A Polícia Federal, em ação conjunta com a Controladoria-Geral da União e com apoio do Gaeco/MPF/GO, deflagrou, nesta quarta-feira (15/4), duas operações policiais visando à repressão de crimes de corrupção ativa e passiva, de peculato-desvio, de lavagem de capitais e crimes licitatórios e irregularidades nos processos de seleção de empresas prestadoras de serviços, com possível direcionamento e simulação de concorrência.
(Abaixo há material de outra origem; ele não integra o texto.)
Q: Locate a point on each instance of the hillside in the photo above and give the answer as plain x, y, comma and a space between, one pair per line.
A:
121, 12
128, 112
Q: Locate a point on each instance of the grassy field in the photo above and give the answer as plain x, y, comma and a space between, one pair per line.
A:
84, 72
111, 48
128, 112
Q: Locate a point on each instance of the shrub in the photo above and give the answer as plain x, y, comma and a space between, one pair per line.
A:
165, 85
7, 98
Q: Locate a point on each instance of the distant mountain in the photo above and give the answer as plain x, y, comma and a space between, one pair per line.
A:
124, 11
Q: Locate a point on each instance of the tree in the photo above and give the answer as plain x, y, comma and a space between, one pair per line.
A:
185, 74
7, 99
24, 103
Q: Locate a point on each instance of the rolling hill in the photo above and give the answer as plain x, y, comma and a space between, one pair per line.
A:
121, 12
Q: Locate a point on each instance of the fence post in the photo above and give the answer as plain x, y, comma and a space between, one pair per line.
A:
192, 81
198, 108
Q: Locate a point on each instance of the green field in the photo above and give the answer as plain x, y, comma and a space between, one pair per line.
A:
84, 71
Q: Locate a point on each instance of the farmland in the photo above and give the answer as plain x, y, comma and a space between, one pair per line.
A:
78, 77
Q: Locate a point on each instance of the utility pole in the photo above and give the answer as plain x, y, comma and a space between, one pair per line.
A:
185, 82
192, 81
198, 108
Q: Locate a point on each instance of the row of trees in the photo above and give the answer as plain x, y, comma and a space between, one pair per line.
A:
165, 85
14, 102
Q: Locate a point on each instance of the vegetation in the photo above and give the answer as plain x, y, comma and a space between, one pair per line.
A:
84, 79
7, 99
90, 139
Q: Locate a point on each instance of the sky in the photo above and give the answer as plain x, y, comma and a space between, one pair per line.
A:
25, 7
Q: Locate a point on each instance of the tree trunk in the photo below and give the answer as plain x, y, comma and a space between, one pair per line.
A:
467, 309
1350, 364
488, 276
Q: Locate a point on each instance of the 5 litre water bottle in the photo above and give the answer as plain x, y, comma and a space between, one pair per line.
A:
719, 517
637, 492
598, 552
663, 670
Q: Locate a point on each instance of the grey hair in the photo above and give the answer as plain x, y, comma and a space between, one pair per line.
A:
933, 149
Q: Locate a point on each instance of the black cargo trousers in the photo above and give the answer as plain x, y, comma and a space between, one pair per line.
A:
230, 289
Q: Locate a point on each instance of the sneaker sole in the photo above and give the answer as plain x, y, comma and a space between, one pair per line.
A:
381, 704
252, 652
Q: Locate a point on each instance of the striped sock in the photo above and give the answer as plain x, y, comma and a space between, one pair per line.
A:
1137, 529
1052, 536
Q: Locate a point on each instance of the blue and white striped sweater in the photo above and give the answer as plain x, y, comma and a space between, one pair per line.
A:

Estão sendo cumpridos 50 mandados judiciais.
A Operação Makot Mitzrayim cumpre 18 mandados de busca e apreensão nos estados de Goiás, do Tocantins e do Maranhão, no âmbito de investigação sobre desvio de recursos públicos mediante quarteirização e quinteirização de contratos realizados por duas organizações sociais que atuaram em Goiás.
Ao todo, quatro empresários foram presos preventivamente. Segundo apuração, os alvos das prisões são Hilton Rinaldo Salles Piccelli, Rudson Teodoro da Silva e Roberto Leandro Carvalho, ligados à empresa Mediall Brasil, além de Otávio Guimarães Favoreto, da Lifecare, que também teria envolvimento com o grupo. A empresa Mediall atuou no Acre durante a pandemia de Covid-19. Ela era era responsável administrar o hospital de campanha no Instituto de Traumatologia e Ortopedia (Into), em Rio Branco, durante a pandemia de Covid.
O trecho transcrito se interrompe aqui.